Roy, a U.S. Army Air Forces radio operator, died June 11, 1942, when the B-24 bomber he was aboard --- on his first mission --- was shot down by Japanese planes over the Aleutian Islands.
Lyle died at his battle station aboard the U.S.S. Enterprise in the Solomon Islands on Oct. 26, 1942, during a Japanese assault on the carrier.
Although the Lakes are identified by signs, neither sign indicates who the names honor --- so Don is working on designs for a sign that could be located at the north-shore public access of Lake Morris to tell more of its history. The Lake Morris sign is a family project, but naturally we think it would be nice to commission a similar sign for Lake Ellis if funding were available --- and would like to locate surviving members of the Ellis family, too.
|Otis Morris's Selective Service medal.|
The island of Yap has been working to conserve and commemorate its World War II history and Don shared this link, so feel free to take a look and learn more.
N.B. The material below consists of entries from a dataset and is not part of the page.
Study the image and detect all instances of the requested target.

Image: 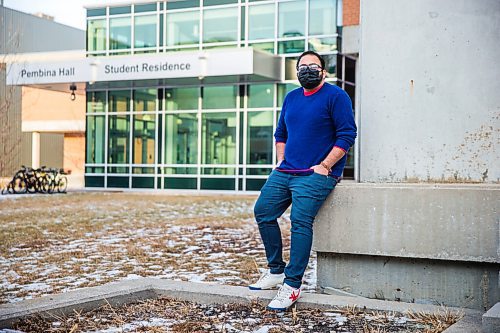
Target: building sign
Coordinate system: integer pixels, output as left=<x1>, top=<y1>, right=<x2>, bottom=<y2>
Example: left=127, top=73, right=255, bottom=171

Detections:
left=7, top=54, right=203, bottom=85
left=7, top=48, right=281, bottom=85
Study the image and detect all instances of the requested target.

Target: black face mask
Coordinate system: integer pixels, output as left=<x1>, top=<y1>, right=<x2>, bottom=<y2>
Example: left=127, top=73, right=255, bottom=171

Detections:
left=297, top=68, right=323, bottom=89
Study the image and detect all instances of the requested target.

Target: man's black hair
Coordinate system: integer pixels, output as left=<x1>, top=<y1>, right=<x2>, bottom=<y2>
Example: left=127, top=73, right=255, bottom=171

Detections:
left=295, top=51, right=325, bottom=69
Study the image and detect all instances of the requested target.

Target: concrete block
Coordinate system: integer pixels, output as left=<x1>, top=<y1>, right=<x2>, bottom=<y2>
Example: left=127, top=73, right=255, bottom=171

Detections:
left=342, top=25, right=360, bottom=54
left=313, top=183, right=500, bottom=264
left=0, top=278, right=482, bottom=328
left=317, top=253, right=500, bottom=311
left=483, top=302, right=500, bottom=333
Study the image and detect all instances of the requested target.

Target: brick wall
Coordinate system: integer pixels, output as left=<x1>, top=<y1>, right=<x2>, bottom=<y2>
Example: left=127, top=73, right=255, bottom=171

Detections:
left=342, top=0, right=360, bottom=26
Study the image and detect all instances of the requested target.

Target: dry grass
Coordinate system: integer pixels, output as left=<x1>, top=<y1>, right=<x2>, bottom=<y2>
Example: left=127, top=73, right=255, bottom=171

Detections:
left=10, top=297, right=455, bottom=333
left=0, top=193, right=296, bottom=303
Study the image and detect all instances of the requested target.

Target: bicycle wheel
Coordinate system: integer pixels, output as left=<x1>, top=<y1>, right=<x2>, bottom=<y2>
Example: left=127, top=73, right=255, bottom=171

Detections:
left=45, top=173, right=56, bottom=193
left=11, top=176, right=26, bottom=194
left=38, top=175, right=50, bottom=193
left=57, top=176, right=68, bottom=193
left=26, top=174, right=37, bottom=193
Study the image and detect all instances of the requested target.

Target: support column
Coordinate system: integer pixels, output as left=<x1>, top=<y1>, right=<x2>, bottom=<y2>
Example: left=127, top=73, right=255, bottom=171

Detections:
left=31, top=132, right=40, bottom=169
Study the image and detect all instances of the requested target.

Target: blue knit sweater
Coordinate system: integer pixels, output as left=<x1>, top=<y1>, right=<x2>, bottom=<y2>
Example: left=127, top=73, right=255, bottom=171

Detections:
left=274, top=83, right=357, bottom=177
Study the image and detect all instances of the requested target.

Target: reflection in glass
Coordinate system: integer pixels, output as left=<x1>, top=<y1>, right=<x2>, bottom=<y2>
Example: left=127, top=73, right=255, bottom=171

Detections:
left=309, top=37, right=337, bottom=52
left=247, top=111, right=273, bottom=165
left=108, top=115, right=130, bottom=164
left=108, top=90, right=130, bottom=112
left=203, top=7, right=239, bottom=43
left=285, top=57, right=298, bottom=80
left=249, top=42, right=274, bottom=54
left=87, top=91, right=106, bottom=113
left=133, top=114, right=156, bottom=164
left=134, top=89, right=157, bottom=111
left=167, top=0, right=200, bottom=10
left=134, top=15, right=156, bottom=48
left=248, top=4, right=274, bottom=40
left=165, top=88, right=200, bottom=111
left=201, top=168, right=236, bottom=175
left=201, top=112, right=236, bottom=164
left=202, top=86, right=238, bottom=109
left=87, top=19, right=106, bottom=51
left=162, top=167, right=198, bottom=175
left=247, top=84, right=274, bottom=108
left=164, top=113, right=198, bottom=164
left=309, top=0, right=337, bottom=35
left=86, top=116, right=105, bottom=163
left=167, top=11, right=200, bottom=46
left=278, top=0, right=306, bottom=37
left=109, top=17, right=131, bottom=50
left=278, top=39, right=306, bottom=54
left=323, top=54, right=337, bottom=77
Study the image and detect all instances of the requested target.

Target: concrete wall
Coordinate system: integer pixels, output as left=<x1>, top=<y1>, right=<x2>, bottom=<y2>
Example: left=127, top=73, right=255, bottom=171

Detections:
left=0, top=7, right=85, bottom=54
left=313, top=183, right=500, bottom=310
left=358, top=0, right=500, bottom=183
left=0, top=6, right=85, bottom=177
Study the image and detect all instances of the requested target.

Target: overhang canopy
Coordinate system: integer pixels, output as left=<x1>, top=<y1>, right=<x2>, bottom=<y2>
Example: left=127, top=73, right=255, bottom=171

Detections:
left=7, top=48, right=282, bottom=90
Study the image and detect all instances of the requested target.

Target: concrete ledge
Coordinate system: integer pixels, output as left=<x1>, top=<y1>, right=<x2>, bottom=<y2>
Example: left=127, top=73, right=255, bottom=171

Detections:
left=314, top=183, right=500, bottom=264
left=0, top=278, right=482, bottom=328
left=313, top=183, right=500, bottom=310
left=483, top=302, right=500, bottom=333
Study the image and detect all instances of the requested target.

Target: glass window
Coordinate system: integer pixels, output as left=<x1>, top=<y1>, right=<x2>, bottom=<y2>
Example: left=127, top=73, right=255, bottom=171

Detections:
left=86, top=116, right=105, bottom=163
left=165, top=88, right=200, bottom=111
left=133, top=114, right=156, bottom=164
left=165, top=113, right=198, bottom=164
left=167, top=11, right=200, bottom=46
left=134, top=15, right=156, bottom=48
left=285, top=57, right=298, bottom=80
left=323, top=54, right=337, bottom=77
left=248, top=4, right=274, bottom=40
left=278, top=39, right=306, bottom=54
left=309, top=37, right=337, bottom=52
left=108, top=90, right=130, bottom=112
left=203, top=7, right=239, bottom=43
left=109, top=6, right=130, bottom=15
left=247, top=111, right=273, bottom=164
left=108, top=115, right=130, bottom=164
left=87, top=19, right=106, bottom=51
left=203, top=0, right=238, bottom=6
left=247, top=84, right=274, bottom=108
left=167, top=0, right=200, bottom=9
left=87, top=91, right=106, bottom=113
left=107, top=176, right=129, bottom=188
left=249, top=42, right=274, bottom=54
left=278, top=0, right=306, bottom=37
left=87, top=8, right=106, bottom=17
left=200, top=178, right=235, bottom=191
left=109, top=17, right=131, bottom=50
left=134, top=3, right=156, bottom=13
left=162, top=166, right=198, bottom=175
left=202, top=86, right=238, bottom=109
left=202, top=112, right=236, bottom=164
left=309, top=0, right=337, bottom=35
left=134, top=89, right=157, bottom=111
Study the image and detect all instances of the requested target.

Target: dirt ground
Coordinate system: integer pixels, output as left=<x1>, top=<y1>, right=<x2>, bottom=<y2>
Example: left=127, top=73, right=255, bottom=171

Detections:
left=0, top=192, right=457, bottom=333
left=0, top=192, right=300, bottom=303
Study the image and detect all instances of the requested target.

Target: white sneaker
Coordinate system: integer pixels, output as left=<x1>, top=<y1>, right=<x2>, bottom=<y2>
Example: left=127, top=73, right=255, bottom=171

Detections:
left=248, top=270, right=285, bottom=290
left=267, top=283, right=301, bottom=311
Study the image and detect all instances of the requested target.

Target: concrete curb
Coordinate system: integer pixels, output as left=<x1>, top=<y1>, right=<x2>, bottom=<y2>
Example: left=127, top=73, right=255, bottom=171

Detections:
left=0, top=278, right=482, bottom=333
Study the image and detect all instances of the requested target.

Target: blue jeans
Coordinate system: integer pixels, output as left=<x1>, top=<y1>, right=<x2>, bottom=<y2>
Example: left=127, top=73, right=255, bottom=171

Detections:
left=254, top=170, right=337, bottom=288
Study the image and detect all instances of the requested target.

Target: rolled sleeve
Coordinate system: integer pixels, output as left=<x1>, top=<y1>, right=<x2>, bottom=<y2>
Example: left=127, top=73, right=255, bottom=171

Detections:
left=274, top=98, right=288, bottom=143
left=332, top=91, right=357, bottom=152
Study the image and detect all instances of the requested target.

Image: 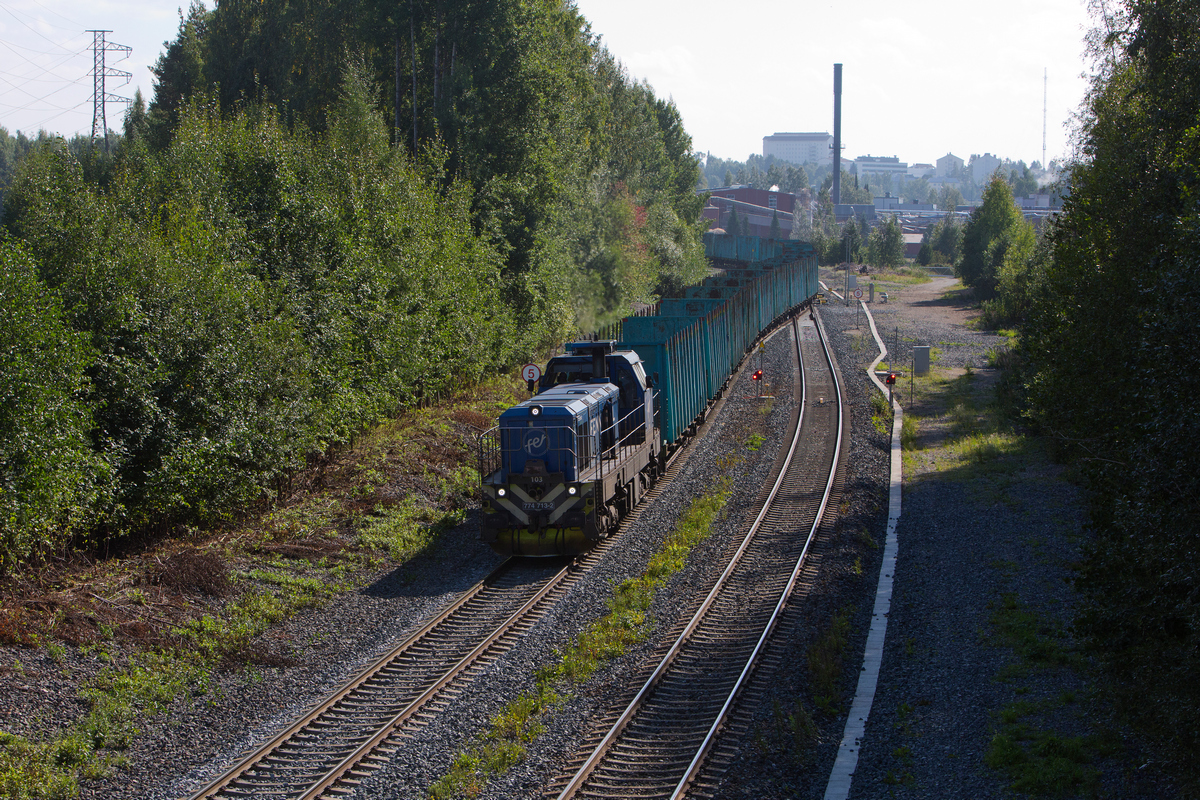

Also in the society collection, added a couple of years ago, is a pair of combat boots worn by Darold D. Braida, who served during the Korean War. He died May 30 at age 86 and funeral services are scheduled for Friday at Pierschbacher Funeral Home.
I didn't know Darold, although I do know two of his siblings, Jaynane (Braida) Hardy and John Braida, but learned much about him by reading a wonderful obituary posted here to the Pierschbacher Web site. Go read it to learn more about this remarkable Lucas Countyan.
Darold, who spent much of his career as an educator in Hawaii, returned to his home county in old age in order to be near family --- those boots traveled with him to Hawaii in 1957, then back to Chariton when he returned many years later. And now we're proud to have them.
Among other accomplishments, Darold was a master of Haiku. There just aren't many, if any other, Lucas Countyans about whom that could be said.